As someone already mentioned, that's what the Postfix limits are for,
namely
smtpd_recipient_limit
smtpd_client_recipient_rate_limit
smtpd_client_connection_rate_limit
smtpd_client_message_rate_limit
smtpd_soft_error_limit
smtpd_hard_error_limit
Even if it is a "spammer sending slowly", there will be still
characteristics that will make it possible to identify the incident
automatically - suddenly unusual number of unique recipients, unusual
number of errors, etc. The automatic solution allows you to cull the
spam wave as it happen, potentially limiting the impact. If you
reactively, manually start to look for a problem because your queue
suddenly starts filling up because you have been blacklisted downstream
for forwarding spam, the damage was already done and you will have to
suffer the consequences for some time (legitimate mail of your users
will be rejected).
And if a queue is filled with spam from a hacked account, then it's IMO
proper to delete all the queued mail from that account via postsuper -d
- the user compromised his/her auth information somehow, so he/she
cannot expect any of his/her mail to be delivered, and millions of
bounces won't help anything anyway.
--
Best Regards,
Daniel Ryšlink
On 16. 01. 20 8:02, azu...@pobox.sk wrote:
Citát "@lbutlr" <krem...@kreme.com>:
On 15 Jan 2020, at 15:12, Noel Jones <njo...@megan.vbhcs.org> wrote:
We've had problems with users mistyping domain names, such as
hotmal.com or aoil.com. And they ignore the delay warning message
because they still don't notice their typo.

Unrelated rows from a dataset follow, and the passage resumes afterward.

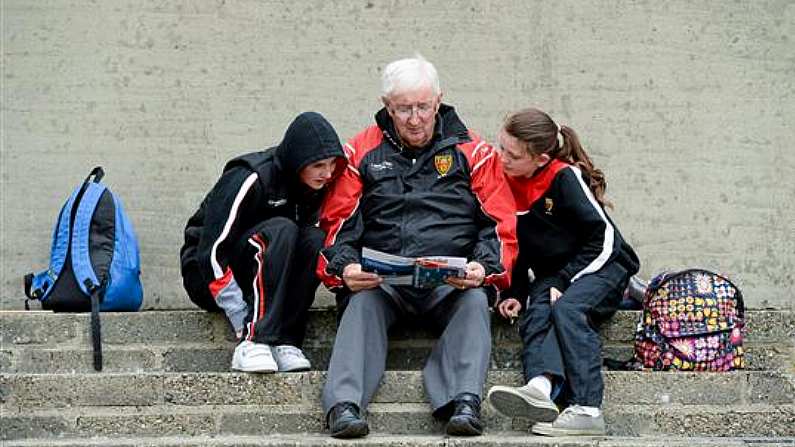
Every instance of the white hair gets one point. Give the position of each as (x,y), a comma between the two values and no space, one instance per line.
(409,74)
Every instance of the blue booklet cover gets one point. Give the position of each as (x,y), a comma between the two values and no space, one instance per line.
(424,272)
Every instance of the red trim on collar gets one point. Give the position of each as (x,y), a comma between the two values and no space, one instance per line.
(527,190)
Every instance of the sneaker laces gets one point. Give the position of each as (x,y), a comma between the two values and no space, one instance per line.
(572,411)
(290,351)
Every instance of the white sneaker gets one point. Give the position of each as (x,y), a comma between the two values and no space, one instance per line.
(526,401)
(574,421)
(289,358)
(253,357)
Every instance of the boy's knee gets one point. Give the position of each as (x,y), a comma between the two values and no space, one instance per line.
(278,228)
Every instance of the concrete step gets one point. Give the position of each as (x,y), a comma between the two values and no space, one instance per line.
(384,418)
(508,439)
(24,392)
(197,341)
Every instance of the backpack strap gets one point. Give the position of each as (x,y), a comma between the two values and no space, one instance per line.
(81,260)
(39,285)
(96,331)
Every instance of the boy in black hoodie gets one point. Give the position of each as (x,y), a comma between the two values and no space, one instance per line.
(255,238)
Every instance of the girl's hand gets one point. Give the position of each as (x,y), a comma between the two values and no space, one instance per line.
(554,295)
(476,273)
(357,280)
(509,308)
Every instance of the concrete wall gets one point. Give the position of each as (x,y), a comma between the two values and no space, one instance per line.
(687,106)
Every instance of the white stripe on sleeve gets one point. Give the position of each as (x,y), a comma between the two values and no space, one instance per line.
(230,219)
(607,248)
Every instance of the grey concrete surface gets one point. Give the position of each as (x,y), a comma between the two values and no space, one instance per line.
(687,107)
(50,391)
(491,439)
(393,419)
(195,341)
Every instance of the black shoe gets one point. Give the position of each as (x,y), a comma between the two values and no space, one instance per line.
(344,421)
(465,420)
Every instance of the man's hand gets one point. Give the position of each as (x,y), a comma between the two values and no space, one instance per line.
(554,295)
(475,276)
(357,280)
(509,308)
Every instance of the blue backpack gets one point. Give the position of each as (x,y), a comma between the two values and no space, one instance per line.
(94,261)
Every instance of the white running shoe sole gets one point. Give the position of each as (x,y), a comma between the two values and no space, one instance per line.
(547,429)
(512,403)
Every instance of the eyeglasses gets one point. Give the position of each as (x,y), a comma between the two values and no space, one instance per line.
(424,110)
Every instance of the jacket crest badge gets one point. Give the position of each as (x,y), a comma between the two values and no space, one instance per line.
(548,205)
(443,163)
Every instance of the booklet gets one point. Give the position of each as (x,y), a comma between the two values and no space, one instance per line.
(424,272)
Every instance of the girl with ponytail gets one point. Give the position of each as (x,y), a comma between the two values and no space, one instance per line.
(580,266)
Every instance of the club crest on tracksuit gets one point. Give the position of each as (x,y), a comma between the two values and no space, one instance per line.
(548,205)
(443,163)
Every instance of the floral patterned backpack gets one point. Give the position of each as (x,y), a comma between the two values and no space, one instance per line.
(692,320)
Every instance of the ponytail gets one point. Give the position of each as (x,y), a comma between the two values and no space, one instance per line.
(572,151)
(543,136)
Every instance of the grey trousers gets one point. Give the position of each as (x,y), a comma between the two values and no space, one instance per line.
(457,364)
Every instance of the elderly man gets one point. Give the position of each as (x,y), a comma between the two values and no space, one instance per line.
(418,183)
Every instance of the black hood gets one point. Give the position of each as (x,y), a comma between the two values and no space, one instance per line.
(309,138)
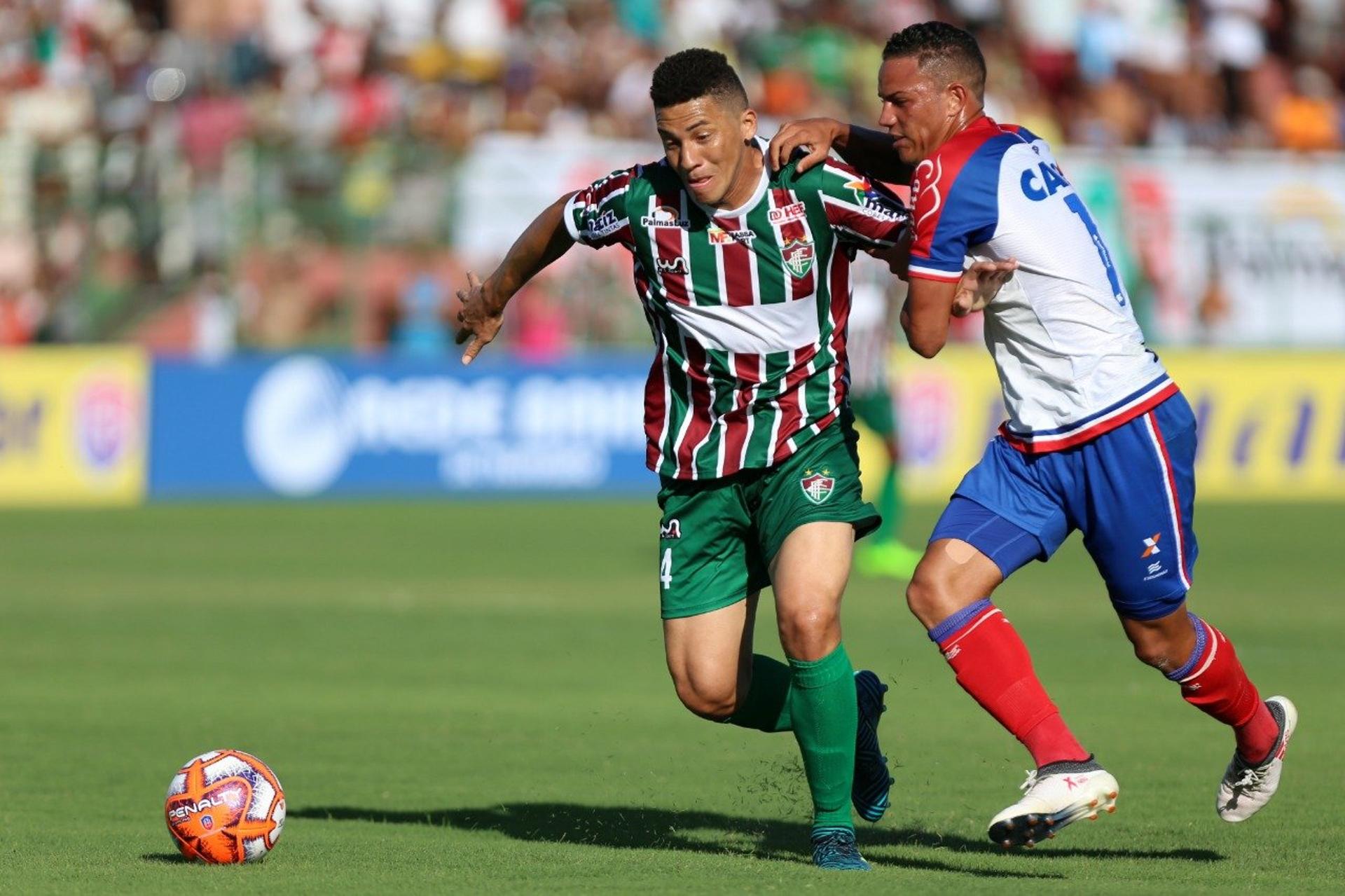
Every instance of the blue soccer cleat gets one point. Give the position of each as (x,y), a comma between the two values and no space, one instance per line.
(872,780)
(834,849)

Then they get the bounce when the max queue expires.
The messages in the queue are not hurting anything and unless there
are millions and millions of them, they are not worth manually
handling (nor adding custom transport maps to “fix” user’s tyops).
I don't agree with this. Yes, technically it isn't a problem but we
(and for sure not alone) are using message queue size as a sign of a
problem - if there are much more messages then usual, our monitoring
software is notifying us. In most cases it is a sign of hacked account
which is spamming - in about 50% of such cases, spammers are sending
spam very slowly, so you cannot simply note it, that's why we monitor
it. And that's why it is a problem when there are lots of messages
which you cannot get rid of by any means.